DevRag - Lightweight Local RAG MCP Server
@tomohiro-owada
Lightweight local RAG MCP server for semantic vector
概览
What is DevRag - Lightweight Local RAG MCP Server?
DevRag is a lightweight, local-only MCP server that provides Retrieval-Augmented Generation (RAG) capabilities to MCP hosts (e.g., Claude Desktop). It performs semantic vector search over indexed markdown files, dramatically reducing token usage and search latency—all without any API dependencies or costs.
How to use DevRag - Lightweight Local RAG MCP Server?
DevRag is distributed as a single binary with no dependencies. To use it, launch the binary and configure your MCP host to point to it. Once running, the server exposes tools such as search, index_markdown, list_documents, delete_document, and reindex_document for managing and querying your local knowledge base.
Key features of DevRag - Lightweight Local RAG MCP Server
- 40x token reduction via semantic vector search
- 15x faster responses (~95ms search latency)
- Runs entirely locally – no API costs
- Multi-language support – Japanese and English
- Filtered search by directory and filename patterns
- Single binary with no external dependencies
Use cases of DevRag - Lightweight Local RAG MCP Server
- Augmenting an AI assistant with a local markdown knowledge base
- Indexing personal documentation or project wikis for fast retrieval
- Reducing token usage in RAG pipelines when using paid LLM APIs
- Multi-language RAG for teams working in Japanese and English
FAQ from DevRag - Lightweight Local RAG MCP Server
Is DevRag truly local and free?
Yes. It runs entirely on your machine, with no API calls or external services, so there are no usage costs.

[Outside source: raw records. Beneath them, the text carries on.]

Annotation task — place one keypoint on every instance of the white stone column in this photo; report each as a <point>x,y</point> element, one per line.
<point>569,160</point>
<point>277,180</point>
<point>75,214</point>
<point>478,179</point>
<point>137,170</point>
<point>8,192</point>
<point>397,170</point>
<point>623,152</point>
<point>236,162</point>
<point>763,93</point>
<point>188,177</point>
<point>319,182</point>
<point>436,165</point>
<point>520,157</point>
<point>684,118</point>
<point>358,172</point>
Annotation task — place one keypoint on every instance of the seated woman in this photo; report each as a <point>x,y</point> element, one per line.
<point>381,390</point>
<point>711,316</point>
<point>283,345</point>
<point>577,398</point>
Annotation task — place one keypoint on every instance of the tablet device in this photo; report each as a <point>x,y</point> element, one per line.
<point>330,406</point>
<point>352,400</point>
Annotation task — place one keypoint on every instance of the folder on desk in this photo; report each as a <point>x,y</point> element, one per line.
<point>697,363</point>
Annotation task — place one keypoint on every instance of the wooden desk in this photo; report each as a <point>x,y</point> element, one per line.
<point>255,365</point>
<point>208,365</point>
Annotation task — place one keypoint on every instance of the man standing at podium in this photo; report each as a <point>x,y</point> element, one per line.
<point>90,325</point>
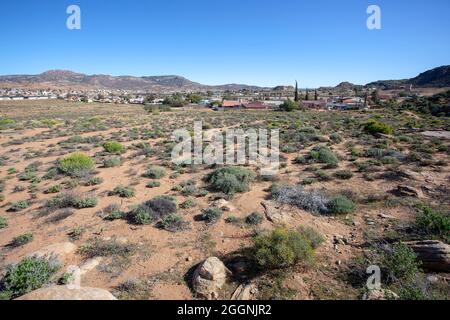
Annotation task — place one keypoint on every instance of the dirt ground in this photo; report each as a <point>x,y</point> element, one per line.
<point>162,259</point>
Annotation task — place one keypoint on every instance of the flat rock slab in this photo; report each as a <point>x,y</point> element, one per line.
<point>68,293</point>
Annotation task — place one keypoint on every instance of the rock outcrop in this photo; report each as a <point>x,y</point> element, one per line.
<point>68,293</point>
<point>209,278</point>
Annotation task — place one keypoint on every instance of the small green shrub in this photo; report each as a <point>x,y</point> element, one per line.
<point>113,147</point>
<point>155,172</point>
<point>142,215</point>
<point>211,215</point>
<point>115,215</point>
<point>173,223</point>
<point>71,200</point>
<point>344,174</point>
<point>254,219</point>
<point>21,240</point>
<point>85,202</point>
<point>340,205</point>
<point>401,264</point>
<point>123,192</point>
<point>53,189</point>
<point>315,238</point>
<point>230,180</point>
<point>112,162</point>
<point>189,203</point>
<point>153,184</point>
<point>3,223</point>
<point>281,248</point>
<point>434,224</point>
<point>28,275</point>
<point>94,182</point>
<point>374,127</point>
<point>107,248</point>
<point>336,137</point>
<point>19,206</point>
<point>324,155</point>
<point>76,165</point>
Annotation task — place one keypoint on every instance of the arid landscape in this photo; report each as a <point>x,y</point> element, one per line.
<point>92,185</point>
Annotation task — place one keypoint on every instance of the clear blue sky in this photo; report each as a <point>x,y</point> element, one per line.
<point>263,42</point>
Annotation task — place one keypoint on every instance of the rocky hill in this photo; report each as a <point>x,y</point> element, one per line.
<point>63,79</point>
<point>435,78</point>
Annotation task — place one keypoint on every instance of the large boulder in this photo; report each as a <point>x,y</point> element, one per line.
<point>68,293</point>
<point>209,278</point>
<point>245,292</point>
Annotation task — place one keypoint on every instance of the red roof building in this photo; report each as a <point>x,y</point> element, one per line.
<point>256,106</point>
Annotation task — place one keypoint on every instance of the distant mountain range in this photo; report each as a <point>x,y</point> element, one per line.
<point>434,78</point>
<point>62,79</point>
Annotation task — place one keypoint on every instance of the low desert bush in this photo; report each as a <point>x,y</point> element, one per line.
<point>29,274</point>
<point>153,210</point>
<point>153,184</point>
<point>155,172</point>
<point>19,206</point>
<point>374,127</point>
<point>281,248</point>
<point>211,215</point>
<point>3,223</point>
<point>123,192</point>
<point>71,200</point>
<point>189,203</point>
<point>94,182</point>
<point>112,162</point>
<point>254,219</point>
<point>21,240</point>
<point>311,201</point>
<point>113,147</point>
<point>76,165</point>
<point>315,238</point>
<point>434,224</point>
<point>230,180</point>
<point>320,154</point>
<point>53,189</point>
<point>344,174</point>
<point>173,223</point>
<point>400,264</point>
<point>340,205</point>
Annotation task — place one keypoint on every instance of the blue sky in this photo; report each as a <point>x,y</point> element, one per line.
<point>263,42</point>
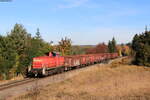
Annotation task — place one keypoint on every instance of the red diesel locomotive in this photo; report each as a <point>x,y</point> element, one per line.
<point>54,63</point>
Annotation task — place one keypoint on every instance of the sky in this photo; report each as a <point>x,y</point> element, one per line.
<point>86,22</point>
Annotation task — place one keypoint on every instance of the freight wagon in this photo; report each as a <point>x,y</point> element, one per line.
<point>54,63</point>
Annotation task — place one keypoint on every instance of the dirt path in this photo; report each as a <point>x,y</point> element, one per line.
<point>115,81</point>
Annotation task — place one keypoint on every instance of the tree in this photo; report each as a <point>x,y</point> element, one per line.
<point>112,46</point>
<point>21,44</point>
<point>141,47</point>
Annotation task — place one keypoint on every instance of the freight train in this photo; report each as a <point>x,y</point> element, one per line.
<point>54,63</point>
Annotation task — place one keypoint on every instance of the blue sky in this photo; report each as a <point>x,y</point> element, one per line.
<point>84,21</point>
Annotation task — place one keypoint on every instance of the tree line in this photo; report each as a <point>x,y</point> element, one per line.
<point>18,48</point>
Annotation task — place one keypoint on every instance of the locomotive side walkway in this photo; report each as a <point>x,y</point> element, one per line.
<point>12,92</point>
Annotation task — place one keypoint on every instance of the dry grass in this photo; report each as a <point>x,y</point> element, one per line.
<point>20,77</point>
<point>115,81</point>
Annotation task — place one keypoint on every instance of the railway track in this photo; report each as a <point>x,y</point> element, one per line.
<point>24,81</point>
<point>15,83</point>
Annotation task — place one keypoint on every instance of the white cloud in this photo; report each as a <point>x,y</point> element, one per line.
<point>72,3</point>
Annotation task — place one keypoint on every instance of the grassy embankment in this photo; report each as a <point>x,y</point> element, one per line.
<point>115,81</point>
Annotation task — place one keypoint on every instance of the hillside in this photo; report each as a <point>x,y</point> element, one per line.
<point>117,80</point>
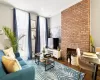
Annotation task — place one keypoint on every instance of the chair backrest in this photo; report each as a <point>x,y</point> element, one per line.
<point>97,49</point>
<point>78,52</point>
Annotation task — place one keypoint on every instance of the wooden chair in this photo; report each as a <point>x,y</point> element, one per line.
<point>82,63</point>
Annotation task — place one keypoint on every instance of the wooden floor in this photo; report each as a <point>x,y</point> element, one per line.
<point>88,74</point>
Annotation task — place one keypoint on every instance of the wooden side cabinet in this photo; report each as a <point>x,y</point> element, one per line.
<point>56,54</point>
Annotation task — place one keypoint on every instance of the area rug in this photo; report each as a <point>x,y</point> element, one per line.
<point>59,72</point>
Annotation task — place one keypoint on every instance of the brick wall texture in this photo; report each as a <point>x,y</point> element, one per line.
<point>75,29</point>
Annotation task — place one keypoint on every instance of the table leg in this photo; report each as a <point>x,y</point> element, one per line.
<point>95,71</point>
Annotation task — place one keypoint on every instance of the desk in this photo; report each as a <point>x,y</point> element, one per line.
<point>96,62</point>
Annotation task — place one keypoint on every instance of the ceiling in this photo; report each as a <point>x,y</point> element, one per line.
<point>47,8</point>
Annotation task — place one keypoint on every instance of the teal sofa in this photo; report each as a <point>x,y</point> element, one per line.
<point>27,73</point>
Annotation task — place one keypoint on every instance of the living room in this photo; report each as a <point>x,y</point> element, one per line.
<point>49,40</point>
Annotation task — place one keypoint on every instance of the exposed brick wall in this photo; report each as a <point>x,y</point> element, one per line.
<point>75,29</point>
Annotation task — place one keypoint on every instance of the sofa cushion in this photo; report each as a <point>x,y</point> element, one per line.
<point>9,52</point>
<point>2,70</point>
<point>17,54</point>
<point>22,63</point>
<point>19,58</point>
<point>11,65</point>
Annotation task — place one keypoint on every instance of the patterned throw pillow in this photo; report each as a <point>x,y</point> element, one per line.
<point>11,64</point>
<point>9,52</point>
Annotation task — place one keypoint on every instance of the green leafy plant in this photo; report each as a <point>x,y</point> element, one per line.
<point>12,38</point>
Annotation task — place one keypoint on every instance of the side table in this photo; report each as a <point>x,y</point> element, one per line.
<point>47,61</point>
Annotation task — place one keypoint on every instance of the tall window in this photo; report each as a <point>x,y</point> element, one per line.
<point>42,21</point>
<point>22,27</point>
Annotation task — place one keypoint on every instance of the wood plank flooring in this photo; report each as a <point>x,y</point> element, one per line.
<point>88,73</point>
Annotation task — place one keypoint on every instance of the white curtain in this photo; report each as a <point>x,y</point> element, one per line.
<point>42,21</point>
<point>22,27</point>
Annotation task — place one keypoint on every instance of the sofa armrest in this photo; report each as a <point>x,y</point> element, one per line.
<point>24,74</point>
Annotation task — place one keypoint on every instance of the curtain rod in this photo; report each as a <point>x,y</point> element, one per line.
<point>12,7</point>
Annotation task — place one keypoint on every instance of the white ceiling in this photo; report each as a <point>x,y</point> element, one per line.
<point>45,8</point>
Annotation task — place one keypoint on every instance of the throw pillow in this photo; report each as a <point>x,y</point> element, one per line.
<point>11,64</point>
<point>9,52</point>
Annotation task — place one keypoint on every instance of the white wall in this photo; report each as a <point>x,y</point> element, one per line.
<point>6,18</point>
<point>33,17</point>
<point>95,21</point>
<point>55,26</point>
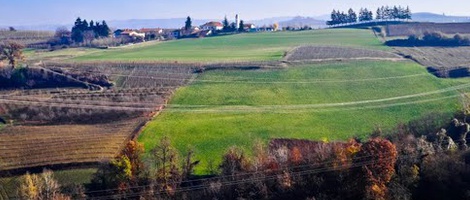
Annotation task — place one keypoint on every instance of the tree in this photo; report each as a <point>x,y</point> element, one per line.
<point>379,13</point>
<point>42,186</point>
<point>165,160</point>
<point>242,26</point>
<point>63,36</point>
<point>226,24</point>
<point>352,16</point>
<point>11,51</point>
<point>104,30</point>
<point>77,31</point>
<point>377,157</point>
<point>112,176</point>
<point>407,13</point>
<point>188,24</point>
<point>134,151</point>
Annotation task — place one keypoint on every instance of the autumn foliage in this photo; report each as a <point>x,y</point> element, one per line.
<point>377,158</point>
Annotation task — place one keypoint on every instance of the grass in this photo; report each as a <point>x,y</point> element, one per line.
<point>322,101</point>
<point>241,47</point>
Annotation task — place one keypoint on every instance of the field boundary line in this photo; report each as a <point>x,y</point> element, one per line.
<point>449,89</point>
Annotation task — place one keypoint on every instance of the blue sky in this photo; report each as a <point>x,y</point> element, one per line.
<point>28,12</point>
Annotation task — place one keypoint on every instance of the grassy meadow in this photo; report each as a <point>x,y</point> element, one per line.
<point>332,101</point>
<point>241,47</point>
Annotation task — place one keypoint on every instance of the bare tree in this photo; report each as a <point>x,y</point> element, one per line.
<point>11,51</point>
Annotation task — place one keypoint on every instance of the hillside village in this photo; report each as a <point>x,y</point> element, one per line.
<point>210,28</point>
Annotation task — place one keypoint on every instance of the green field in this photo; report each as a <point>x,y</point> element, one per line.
<point>333,101</point>
<point>241,47</point>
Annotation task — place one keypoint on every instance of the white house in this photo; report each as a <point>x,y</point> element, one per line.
<point>212,26</point>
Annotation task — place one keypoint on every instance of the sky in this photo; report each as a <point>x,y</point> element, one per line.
<point>36,12</point>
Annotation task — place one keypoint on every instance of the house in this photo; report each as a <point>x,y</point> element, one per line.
<point>128,33</point>
<point>151,33</point>
<point>266,29</point>
<point>176,33</point>
<point>213,26</point>
<point>249,27</point>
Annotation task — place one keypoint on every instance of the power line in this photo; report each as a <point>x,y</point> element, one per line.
<point>251,179</point>
<point>242,174</point>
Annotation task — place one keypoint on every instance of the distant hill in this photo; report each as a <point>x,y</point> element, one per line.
<point>303,21</point>
<point>432,17</point>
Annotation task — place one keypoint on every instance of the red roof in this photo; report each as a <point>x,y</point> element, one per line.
<point>144,30</point>
<point>214,24</point>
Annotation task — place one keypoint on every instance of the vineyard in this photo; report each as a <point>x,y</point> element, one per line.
<point>70,126</point>
<point>421,28</point>
<point>442,61</point>
<point>324,53</point>
<point>38,146</point>
<point>27,38</point>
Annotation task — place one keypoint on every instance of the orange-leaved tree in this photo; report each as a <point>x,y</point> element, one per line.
<point>377,159</point>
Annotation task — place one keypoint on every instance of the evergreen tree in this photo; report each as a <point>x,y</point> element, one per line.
<point>352,16</point>
<point>407,13</point>
<point>242,26</point>
<point>104,30</point>
<point>379,14</point>
<point>84,25</point>
<point>395,13</point>
<point>77,32</point>
<point>226,24</point>
<point>188,24</point>
<point>92,25</point>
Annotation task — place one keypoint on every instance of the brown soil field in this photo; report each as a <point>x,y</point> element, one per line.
<point>40,146</point>
<point>442,61</point>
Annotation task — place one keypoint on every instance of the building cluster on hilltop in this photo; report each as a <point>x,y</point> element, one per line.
<point>189,31</point>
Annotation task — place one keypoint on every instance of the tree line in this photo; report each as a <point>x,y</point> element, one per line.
<point>417,160</point>
<point>384,12</point>
<point>436,39</point>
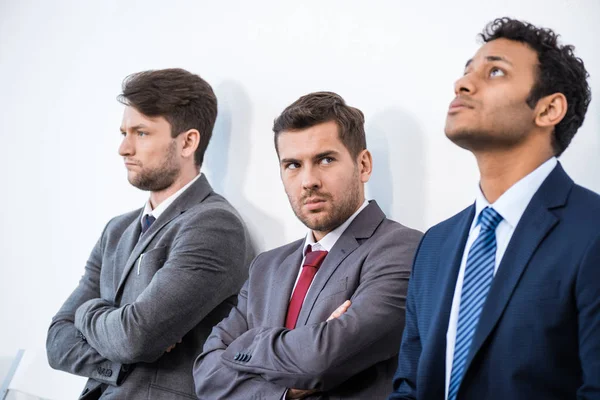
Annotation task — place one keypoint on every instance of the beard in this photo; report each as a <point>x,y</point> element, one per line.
<point>485,140</point>
<point>505,129</point>
<point>161,177</point>
<point>338,211</point>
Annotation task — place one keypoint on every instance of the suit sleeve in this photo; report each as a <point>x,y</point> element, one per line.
<point>202,269</point>
<point>66,348</point>
<point>405,378</point>
<point>323,355</point>
<point>213,379</point>
<point>587,293</point>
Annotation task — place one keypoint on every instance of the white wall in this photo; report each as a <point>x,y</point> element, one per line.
<point>62,63</point>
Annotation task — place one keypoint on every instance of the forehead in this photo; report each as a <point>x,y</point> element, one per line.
<point>310,141</point>
<point>133,117</point>
<point>519,54</point>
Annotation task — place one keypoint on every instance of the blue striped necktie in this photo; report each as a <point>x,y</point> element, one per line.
<point>479,273</point>
<point>147,222</point>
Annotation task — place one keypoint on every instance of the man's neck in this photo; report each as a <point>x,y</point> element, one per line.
<point>500,170</point>
<point>183,179</point>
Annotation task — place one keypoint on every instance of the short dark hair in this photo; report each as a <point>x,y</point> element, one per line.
<point>184,99</point>
<point>319,107</point>
<point>559,71</point>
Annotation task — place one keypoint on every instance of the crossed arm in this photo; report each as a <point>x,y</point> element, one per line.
<point>319,356</point>
<point>196,277</point>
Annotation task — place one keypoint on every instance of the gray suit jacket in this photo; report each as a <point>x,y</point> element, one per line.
<point>138,297</point>
<point>250,355</point>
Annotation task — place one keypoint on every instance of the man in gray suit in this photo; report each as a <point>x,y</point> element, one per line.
<point>159,278</point>
<point>317,318</point>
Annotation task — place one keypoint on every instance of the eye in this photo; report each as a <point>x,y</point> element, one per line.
<point>496,72</point>
<point>292,166</point>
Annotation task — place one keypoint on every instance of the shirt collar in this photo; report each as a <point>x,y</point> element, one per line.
<point>329,240</point>
<point>512,204</point>
<point>156,213</point>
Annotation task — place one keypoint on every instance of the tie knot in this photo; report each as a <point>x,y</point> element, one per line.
<point>147,221</point>
<point>489,219</point>
<point>314,258</point>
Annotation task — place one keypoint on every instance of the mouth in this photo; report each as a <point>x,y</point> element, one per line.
<point>314,203</point>
<point>458,105</point>
<point>129,164</point>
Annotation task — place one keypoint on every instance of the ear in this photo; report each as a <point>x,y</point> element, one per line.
<point>365,165</point>
<point>190,140</point>
<point>550,110</point>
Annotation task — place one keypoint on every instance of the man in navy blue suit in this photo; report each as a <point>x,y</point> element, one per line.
<point>504,298</point>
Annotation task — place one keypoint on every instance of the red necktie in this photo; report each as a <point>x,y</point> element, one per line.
<point>312,261</point>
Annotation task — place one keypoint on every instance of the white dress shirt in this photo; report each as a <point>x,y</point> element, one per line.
<point>165,203</point>
<point>326,243</point>
<point>511,206</point>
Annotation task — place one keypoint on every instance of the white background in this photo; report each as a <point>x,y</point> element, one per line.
<point>61,67</point>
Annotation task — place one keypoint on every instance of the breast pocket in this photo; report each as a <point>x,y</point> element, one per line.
<point>334,288</point>
<point>145,267</point>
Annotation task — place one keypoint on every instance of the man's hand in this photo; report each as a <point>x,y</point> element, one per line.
<point>299,393</point>
<point>340,310</point>
<point>172,346</point>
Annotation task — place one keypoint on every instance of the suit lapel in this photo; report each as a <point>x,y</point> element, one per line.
<point>345,245</point>
<point>126,244</point>
<point>363,227</point>
<point>534,226</point>
<point>450,257</point>
<point>193,195</point>
<point>282,285</point>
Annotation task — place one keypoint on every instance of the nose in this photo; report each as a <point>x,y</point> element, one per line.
<point>310,178</point>
<point>126,148</point>
<point>465,85</point>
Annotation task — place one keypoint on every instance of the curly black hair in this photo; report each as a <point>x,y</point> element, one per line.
<point>559,71</point>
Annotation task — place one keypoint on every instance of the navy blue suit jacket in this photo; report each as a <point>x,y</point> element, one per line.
<point>539,332</point>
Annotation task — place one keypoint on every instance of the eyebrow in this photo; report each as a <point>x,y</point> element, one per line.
<point>135,127</point>
<point>491,59</point>
<point>316,157</point>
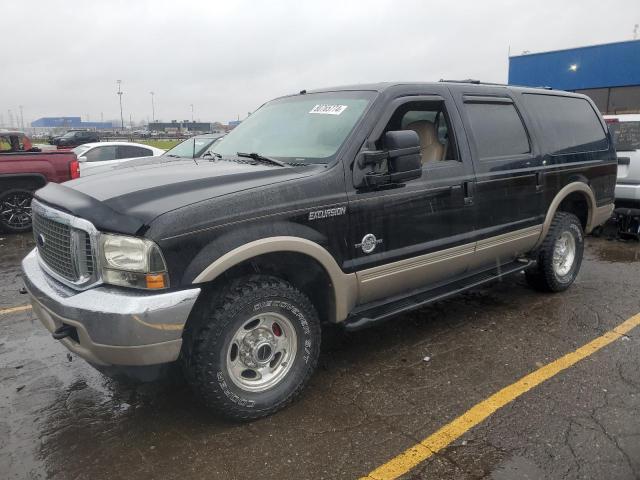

What are the runtime requirements?
DevRag ships as a single binary with no dependencies—just download and execute.
Which languages does it support?
Indexing and search are available in both Japanese and English.
How do I add my documents?
Use the index_markdown tool to add a markdown file to the index, and list_documents to review indexed content.
What transport does it use?
The server follows the Model Context Protocol, which typically uses STDIO transport for host–server communication.
Are there any limits on document size or number?
The README does not specify explicit limits; performance and index capacity depend on the local environment.